Sub-standard and fake medicines


Successful treatment of malaria requires that an effective and high-quality antimalarial drug is administered correctly. The challenge is to deliver this in a setting where systems for drug manufacturing and storage, quality testing and pharmaceutical licensing are generally weak. 


MMV advocates against all substandard drugs and encourages governments only to endorse and procure WHO-recommended treatments. 

Most malaria deaths occur in Africa. Even if a sick child is lucky enough to live near a public clinic, their caregiver may seek treatment elsewhere, possibly at the local market, street vendor or general-purpose shop. These are all unlicensed places where a range of unregulated products are sold as ‘antimalarials’.
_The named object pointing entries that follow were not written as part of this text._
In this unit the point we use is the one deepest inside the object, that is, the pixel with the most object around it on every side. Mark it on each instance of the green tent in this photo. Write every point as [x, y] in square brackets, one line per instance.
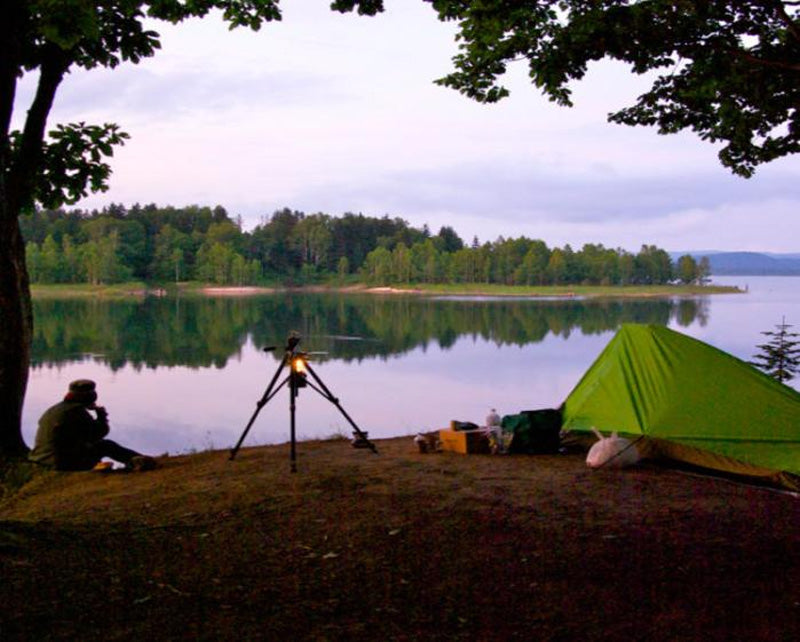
[690, 402]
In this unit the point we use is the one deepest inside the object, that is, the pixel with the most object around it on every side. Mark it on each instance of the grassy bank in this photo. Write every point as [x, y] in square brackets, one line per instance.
[397, 546]
[138, 289]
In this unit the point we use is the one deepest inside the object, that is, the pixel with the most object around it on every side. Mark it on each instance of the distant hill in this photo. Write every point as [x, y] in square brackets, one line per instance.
[748, 263]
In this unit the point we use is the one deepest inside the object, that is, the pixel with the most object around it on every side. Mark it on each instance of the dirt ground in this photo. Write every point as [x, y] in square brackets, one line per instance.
[397, 546]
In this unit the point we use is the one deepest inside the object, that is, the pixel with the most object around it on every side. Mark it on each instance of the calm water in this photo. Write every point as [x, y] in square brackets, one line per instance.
[185, 374]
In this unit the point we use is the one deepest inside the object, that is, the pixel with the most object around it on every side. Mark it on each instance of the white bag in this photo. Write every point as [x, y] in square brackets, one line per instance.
[613, 452]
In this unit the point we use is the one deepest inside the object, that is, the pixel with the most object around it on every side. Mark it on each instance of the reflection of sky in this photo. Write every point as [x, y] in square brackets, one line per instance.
[737, 320]
[179, 409]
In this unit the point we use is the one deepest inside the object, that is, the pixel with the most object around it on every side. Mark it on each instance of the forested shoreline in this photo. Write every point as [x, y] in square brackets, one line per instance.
[198, 243]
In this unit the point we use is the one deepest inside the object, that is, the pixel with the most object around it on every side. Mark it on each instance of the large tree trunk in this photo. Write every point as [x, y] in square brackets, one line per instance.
[16, 329]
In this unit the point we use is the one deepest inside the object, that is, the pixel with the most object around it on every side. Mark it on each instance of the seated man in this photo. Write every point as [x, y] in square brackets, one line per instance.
[70, 438]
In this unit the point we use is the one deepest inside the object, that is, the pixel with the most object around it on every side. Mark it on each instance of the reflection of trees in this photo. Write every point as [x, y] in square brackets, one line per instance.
[203, 332]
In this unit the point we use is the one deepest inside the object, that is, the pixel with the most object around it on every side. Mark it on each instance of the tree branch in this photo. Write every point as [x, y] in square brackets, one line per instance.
[22, 173]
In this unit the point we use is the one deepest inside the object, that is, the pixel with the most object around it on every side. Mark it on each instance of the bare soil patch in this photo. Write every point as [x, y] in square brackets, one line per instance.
[397, 546]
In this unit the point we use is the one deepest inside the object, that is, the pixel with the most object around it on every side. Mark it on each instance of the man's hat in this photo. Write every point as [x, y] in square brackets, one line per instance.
[83, 391]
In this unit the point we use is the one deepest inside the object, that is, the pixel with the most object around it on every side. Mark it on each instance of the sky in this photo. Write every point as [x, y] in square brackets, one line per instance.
[334, 113]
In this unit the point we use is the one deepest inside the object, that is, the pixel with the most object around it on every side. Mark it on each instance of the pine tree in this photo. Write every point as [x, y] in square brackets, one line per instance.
[780, 356]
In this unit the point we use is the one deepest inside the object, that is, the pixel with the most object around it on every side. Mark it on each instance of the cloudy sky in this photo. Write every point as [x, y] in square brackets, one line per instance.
[332, 113]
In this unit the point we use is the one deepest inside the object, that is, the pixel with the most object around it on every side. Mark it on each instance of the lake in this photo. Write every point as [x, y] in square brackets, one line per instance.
[184, 374]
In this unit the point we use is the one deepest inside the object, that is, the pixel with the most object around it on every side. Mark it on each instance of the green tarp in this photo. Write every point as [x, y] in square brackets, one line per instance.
[692, 402]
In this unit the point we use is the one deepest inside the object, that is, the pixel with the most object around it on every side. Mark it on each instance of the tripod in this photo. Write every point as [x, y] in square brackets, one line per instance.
[299, 369]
These outlets are often flooded with sub-standard medicines to treat malaria. This mix of pills, powders and syrups is generally untested, of unproven efficacy and stability, and – in the worst-case scenario – unsafe or counterfeit.  

The outcome is that many treatments taken for malaria are ineffective, (because they contain too little of the active ingredient), or harmful (because they contain dangerous alternatives to the active ingredient). Those that contain some antimalarial may leave the patient only partly cured, therefore promoting the spread of drug resistance.
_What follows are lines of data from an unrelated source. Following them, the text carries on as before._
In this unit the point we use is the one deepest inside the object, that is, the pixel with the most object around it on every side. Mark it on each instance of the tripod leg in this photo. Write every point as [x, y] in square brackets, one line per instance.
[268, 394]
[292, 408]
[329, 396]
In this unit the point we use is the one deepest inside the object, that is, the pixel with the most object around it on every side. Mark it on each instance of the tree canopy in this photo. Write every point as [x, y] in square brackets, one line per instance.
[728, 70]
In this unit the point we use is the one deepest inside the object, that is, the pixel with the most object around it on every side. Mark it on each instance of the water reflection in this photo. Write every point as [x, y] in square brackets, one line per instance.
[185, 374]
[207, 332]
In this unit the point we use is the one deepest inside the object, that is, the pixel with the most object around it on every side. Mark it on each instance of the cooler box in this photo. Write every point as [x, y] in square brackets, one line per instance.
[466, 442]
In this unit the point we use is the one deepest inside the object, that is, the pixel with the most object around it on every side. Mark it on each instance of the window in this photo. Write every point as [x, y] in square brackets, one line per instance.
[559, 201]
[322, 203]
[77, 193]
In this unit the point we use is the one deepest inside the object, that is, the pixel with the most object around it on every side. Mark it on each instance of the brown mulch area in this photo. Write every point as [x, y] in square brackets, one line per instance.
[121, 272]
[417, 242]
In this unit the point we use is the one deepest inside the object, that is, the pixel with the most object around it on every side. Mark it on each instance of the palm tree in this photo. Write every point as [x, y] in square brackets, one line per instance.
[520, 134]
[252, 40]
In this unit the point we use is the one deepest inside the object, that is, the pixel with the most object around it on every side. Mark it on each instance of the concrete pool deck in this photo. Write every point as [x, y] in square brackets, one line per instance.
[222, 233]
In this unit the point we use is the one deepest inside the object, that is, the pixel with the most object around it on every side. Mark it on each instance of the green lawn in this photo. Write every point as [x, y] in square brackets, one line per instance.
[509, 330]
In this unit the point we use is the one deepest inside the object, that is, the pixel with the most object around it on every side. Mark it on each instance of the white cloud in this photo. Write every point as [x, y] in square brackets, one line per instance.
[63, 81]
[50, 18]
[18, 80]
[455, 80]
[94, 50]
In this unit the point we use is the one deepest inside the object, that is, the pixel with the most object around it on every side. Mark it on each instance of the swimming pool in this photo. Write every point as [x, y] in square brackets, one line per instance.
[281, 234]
Reversing this state of affairs requires a multi-pronged approach. At the highest levels, the challenge is to persuade policy makers that the issue deserves serious attention. It will be necessary to establish a monitored supply chain so that drugs are of assured quality from manufacture to consumption. Clamping down on forgers and importers, and working with manufacturers to make counterfeiting harder are also part of the solution.

MMV is a signatory to the Fight the Fakes campaign, aimed at raising awareness about the dangers of fake medicines. The campaign gives a voice to those who have been personally impacted and shares the stories of those working to put a stop to this threat to public health. It seeks to build a global movement of organizations and individuals who will shine light on the negative impact that fake medicines have on people around the globe and to reduce the negative consequences on individuals worldwide.